La science, c’est quoi?

CHRONIQUE / Bien qu’elle soit présente un peu partout autour de nous, la science demeure à bien des égards méconnue – et surtout très mal comprise – du grand public. À l’école, par exemple, la science est souvent réduite à n’être qu’un catalogue de connaissances accumulées. Or, la science, c’est beaucoup plus que cela. La science, c’est une façon de voir et de questionner le monde qui nous entoure à l’aide d’une méthode fondée sur l’observation et les raisonnements rigoureux. Et bien que l’ambition de la science qui consiste à offrir des réponses à validité universelle puisse sembler un brin prétentieuse, nous verrons qu’il n’en est rien et que la science rime au contraire avec modestie et prudence.

Mais pour comprendre ce qu’est une chose, il vaut parfois la peine de prendre quelques petits détours afin d’expliquer ce qu’elle n’est pas. Ainsi, j’aimerais parler de la science en expliquant d’abord ce qu’elle n’est pas. De cette manière, je pourrai aussi déboulonner quelques mythes et malentendus entourant la science, et ce, afin que nous puissions l’apprécier à sa juste valeur.

Tout d’abord, en dépit de ce que l’on entend parfois, la science n’est pas un système de croyances au même titre que la religion. La science, au contraire, repose sur des méthodes d’investigation rigoureuses et vérifiables. Évidemment, la science n’a pas réponse à tout, mais la science n’a jamais prétendu avoir réponse à tout. Néanmoins, si nous avons de bonnes raisons de « croire » en la science, c’est parce qu’elle offre des résultats probants et que ceux-ci sont réfutables et reproductibles, pour reprendre le vocabulaire du philosophe Karl Popper. Cela implique l’idée que les hypothèses requièrent des preuves et que ces dernières doivent être accessibles à tous, et ce, afin que nous puissions en évaluer le bien-fondé. Bref, si la science n’est pas une croyance, c’est tout simplement parce que nous n’avons pas à y croire sur parole.

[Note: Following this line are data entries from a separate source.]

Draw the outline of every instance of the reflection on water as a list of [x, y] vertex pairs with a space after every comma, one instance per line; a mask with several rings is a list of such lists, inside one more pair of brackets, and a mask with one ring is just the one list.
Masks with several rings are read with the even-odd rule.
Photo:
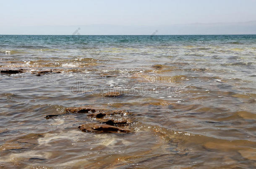
[[[0, 75], [0, 166], [253, 168], [256, 40], [1, 35], [0, 69], [26, 72]], [[84, 133], [91, 119], [62, 114], [88, 105], [128, 110], [133, 132]]]

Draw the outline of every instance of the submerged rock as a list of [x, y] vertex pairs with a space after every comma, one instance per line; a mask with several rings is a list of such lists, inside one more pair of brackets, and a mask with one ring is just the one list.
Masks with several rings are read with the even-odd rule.
[[60, 115], [60, 114], [48, 114], [46, 115], [46, 116], [44, 117], [44, 118], [46, 119], [49, 119], [51, 117], [55, 117]]
[[131, 133], [132, 131], [126, 129], [110, 126], [108, 124], [84, 124], [78, 128], [84, 132], [92, 133]]
[[123, 126], [131, 123], [130, 121], [128, 120], [123, 119], [115, 119], [110, 118], [101, 119], [99, 120], [99, 122], [102, 124], [111, 126]]
[[47, 73], [61, 73], [61, 72], [58, 70], [50, 69], [39, 71], [36, 72], [32, 72], [32, 73], [35, 74], [36, 76], [39, 76], [42, 75], [44, 75]]
[[17, 70], [5, 69], [0, 70], [0, 73], [1, 74], [21, 73], [25, 73], [26, 72], [26, 70], [23, 69], [19, 69]]
[[96, 110], [92, 108], [88, 107], [71, 107], [65, 109], [66, 111], [73, 113], [94, 113]]
[[112, 111], [100, 111], [99, 112], [87, 114], [87, 116], [90, 117], [94, 117], [100, 119], [106, 116], [112, 116], [119, 115], [125, 116], [131, 115], [128, 111], [124, 110], [114, 110]]
[[104, 94], [105, 97], [117, 97], [121, 96], [121, 94], [119, 92], [110, 92]]

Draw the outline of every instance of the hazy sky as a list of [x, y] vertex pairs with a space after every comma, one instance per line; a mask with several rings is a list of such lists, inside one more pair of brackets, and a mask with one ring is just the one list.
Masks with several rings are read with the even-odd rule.
[[256, 20], [256, 0], [0, 0], [0, 26], [5, 29], [24, 26], [154, 26]]

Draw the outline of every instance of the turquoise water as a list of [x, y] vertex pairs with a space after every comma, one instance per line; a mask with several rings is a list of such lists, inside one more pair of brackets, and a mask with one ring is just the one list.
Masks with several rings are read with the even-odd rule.
[[[24, 72], [0, 74], [0, 166], [253, 168], [256, 59], [255, 35], [0, 35], [0, 69]], [[63, 114], [84, 106], [133, 133], [80, 131]]]

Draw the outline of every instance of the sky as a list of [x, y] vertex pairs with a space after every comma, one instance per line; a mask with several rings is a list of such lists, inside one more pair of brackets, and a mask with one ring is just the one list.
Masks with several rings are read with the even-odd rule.
[[167, 25], [256, 20], [256, 0], [0, 0], [0, 34], [72, 34], [83, 26], [81, 34], [143, 34], [143, 28], [144, 34], [160, 33]]

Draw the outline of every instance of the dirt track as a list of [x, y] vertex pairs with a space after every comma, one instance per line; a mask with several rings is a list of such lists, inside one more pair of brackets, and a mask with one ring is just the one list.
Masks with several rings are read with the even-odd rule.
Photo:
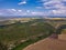
[[66, 50], [66, 41], [46, 38], [36, 43], [28, 46], [23, 50]]

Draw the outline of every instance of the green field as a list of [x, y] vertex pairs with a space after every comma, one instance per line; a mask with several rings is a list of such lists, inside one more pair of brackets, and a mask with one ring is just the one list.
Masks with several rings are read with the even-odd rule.
[[15, 48], [12, 50], [22, 50], [26, 46], [48, 37], [54, 30], [55, 28], [43, 19], [23, 23], [15, 22], [0, 27], [0, 41], [7, 46], [14, 44]]

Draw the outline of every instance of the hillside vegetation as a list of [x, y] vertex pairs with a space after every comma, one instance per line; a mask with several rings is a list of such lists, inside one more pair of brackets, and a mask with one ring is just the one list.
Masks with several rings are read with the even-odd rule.
[[42, 19], [29, 22], [15, 22], [0, 27], [0, 41], [4, 44], [20, 43], [29, 39], [40, 39], [48, 37], [54, 32], [54, 28]]

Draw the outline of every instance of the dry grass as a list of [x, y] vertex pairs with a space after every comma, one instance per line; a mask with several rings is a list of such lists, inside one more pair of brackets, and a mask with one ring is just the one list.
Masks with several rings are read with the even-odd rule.
[[66, 50], [66, 41], [46, 38], [36, 43], [30, 44], [23, 50]]

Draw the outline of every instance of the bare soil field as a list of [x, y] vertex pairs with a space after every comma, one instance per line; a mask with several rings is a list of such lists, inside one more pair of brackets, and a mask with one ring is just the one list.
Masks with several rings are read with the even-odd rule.
[[36, 43], [28, 46], [23, 50], [66, 50], [66, 41], [46, 38]]

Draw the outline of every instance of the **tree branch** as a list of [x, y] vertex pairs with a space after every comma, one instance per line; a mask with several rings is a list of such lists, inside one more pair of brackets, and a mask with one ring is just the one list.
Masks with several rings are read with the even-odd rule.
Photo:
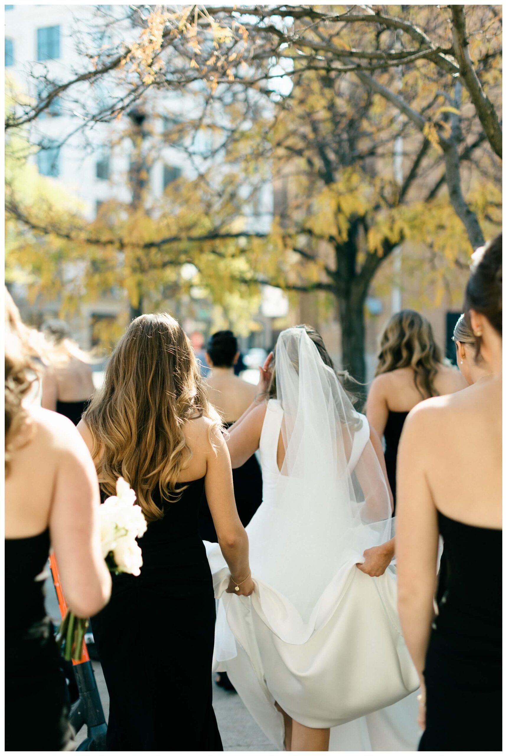
[[475, 73], [470, 57], [466, 36], [466, 20], [464, 5], [450, 5], [453, 14], [453, 40], [454, 53], [459, 64], [459, 76], [470, 93], [479, 120], [487, 140], [498, 156], [502, 158], [502, 126], [495, 107], [487, 96]]

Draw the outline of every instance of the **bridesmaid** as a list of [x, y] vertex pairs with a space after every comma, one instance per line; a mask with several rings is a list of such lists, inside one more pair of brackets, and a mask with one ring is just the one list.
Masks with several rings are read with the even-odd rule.
[[455, 367], [444, 363], [429, 321], [415, 310], [401, 310], [388, 321], [366, 402], [366, 417], [385, 439], [385, 466], [396, 507], [396, 457], [403, 423], [419, 401], [466, 386]]
[[51, 364], [42, 376], [42, 407], [77, 425], [94, 391], [88, 355], [71, 339], [63, 321], [48, 321], [42, 333], [53, 348]]
[[459, 316], [454, 327], [453, 341], [459, 372], [468, 386], [491, 375], [491, 368], [484, 357], [475, 354], [475, 336], [465, 315]]
[[27, 403], [37, 367], [29, 331], [5, 291], [5, 750], [73, 750], [65, 678], [44, 606], [50, 547], [70, 609], [101, 609], [99, 491], [72, 423]]
[[141, 575], [113, 577], [111, 601], [92, 621], [110, 695], [107, 750], [221, 751], [212, 703], [215, 597], [199, 534], [204, 490], [229, 592], [249, 596], [254, 584], [218, 417], [174, 318], [131, 323], [79, 429], [103, 496], [122, 476], [148, 521]]
[[[211, 374], [206, 379], [205, 387], [209, 402], [218, 411], [227, 429], [243, 415], [257, 393], [258, 387], [247, 383], [234, 374], [240, 359], [237, 339], [232, 331], [217, 331], [210, 337], [206, 352], [206, 362]], [[234, 498], [238, 515], [246, 528], [262, 502], [262, 473], [255, 454], [240, 467], [233, 470]], [[203, 541], [217, 542], [213, 518], [202, 494], [199, 531]], [[227, 672], [217, 674], [217, 685], [226, 690], [234, 690]]]
[[[219, 413], [226, 429], [240, 418], [254, 401], [258, 387], [234, 375], [234, 365], [240, 357], [238, 344], [232, 331], [217, 331], [208, 343], [206, 362], [212, 369], [205, 388], [209, 402]], [[241, 467], [233, 470], [234, 498], [240, 519], [246, 527], [262, 501], [262, 474], [255, 454]], [[216, 543], [217, 534], [208, 507], [202, 497], [201, 537]]]
[[492, 375], [418, 405], [400, 445], [398, 603], [421, 680], [421, 751], [502, 750], [501, 235], [474, 255], [465, 308]]

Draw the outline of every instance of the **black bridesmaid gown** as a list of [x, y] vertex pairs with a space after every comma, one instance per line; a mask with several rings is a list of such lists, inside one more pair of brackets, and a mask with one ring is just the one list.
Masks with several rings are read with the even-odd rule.
[[44, 606], [49, 531], [5, 539], [5, 751], [72, 751], [66, 682]]
[[419, 751], [501, 751], [502, 531], [440, 512], [438, 524], [446, 584], [426, 654]]
[[[226, 428], [230, 428], [233, 423], [224, 423], [224, 425]], [[238, 515], [243, 526], [246, 528], [262, 503], [262, 473], [255, 454], [241, 467], [233, 470], [233, 485]], [[201, 499], [199, 531], [202, 541], [218, 543], [213, 519], [204, 491]]]
[[81, 416], [88, 409], [91, 399], [85, 399], [82, 401], [60, 401], [57, 400], [57, 412], [60, 415], [65, 415], [74, 425], [77, 425], [81, 420]]
[[394, 510], [396, 512], [396, 459], [398, 454], [398, 445], [401, 432], [403, 428], [405, 420], [408, 417], [408, 412], [391, 412], [389, 410], [388, 421], [384, 429], [384, 438], [385, 438], [385, 468], [388, 472], [388, 480], [391, 490], [393, 492], [394, 500]]
[[[222, 751], [212, 707], [215, 597], [199, 534], [204, 478], [139, 539], [141, 575], [113, 576], [91, 620], [110, 696], [108, 751]], [[160, 506], [158, 491], [153, 499]]]
[[[384, 430], [384, 438], [385, 439], [385, 469], [388, 473], [388, 480], [393, 493], [393, 517], [396, 514], [396, 460], [398, 456], [398, 445], [401, 438], [401, 432], [403, 429], [405, 420], [408, 417], [408, 412], [392, 412], [389, 410], [388, 421], [385, 423]], [[437, 587], [437, 602], [438, 603], [444, 595], [445, 590], [445, 571], [446, 571], [446, 554], [445, 549], [442, 552], [440, 559], [440, 569], [438, 571], [438, 584]]]

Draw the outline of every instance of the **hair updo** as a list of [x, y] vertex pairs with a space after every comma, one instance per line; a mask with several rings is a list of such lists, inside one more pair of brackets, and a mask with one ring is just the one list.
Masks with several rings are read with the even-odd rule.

Ensuite, la science n’est pas dogmatique, car elle est ouverte à la critique et à la remise en question. Le doute est d’ailleurs au coeur de la démarche scientifique. En ce sens, la science constitue une sorte de retour critique que la raison effectue sur elle-même. La recherche scientifique fait ainsi l’objet de nombreuses réflexions et ses méthodes demeurent constamment ouvertes à la révision. Et cette révision, elle provient notamment de l’évaluation par les pairs (la peer review, en anglais), mais aussi du travail des philosophes des sciences, lesquels s’interrogent sur les modalités de la connaissance (comment savons-nous ce que nous savons ?) et sur les limites de la rationalité (le champ de la connaissance). Cette étude critique des sciences et de la connaissance scientifique s’appelle l’épistémologie, et c’est essentiellement grâce à elle si nos connaissances ont autant progressé depuis le XIXe siècle.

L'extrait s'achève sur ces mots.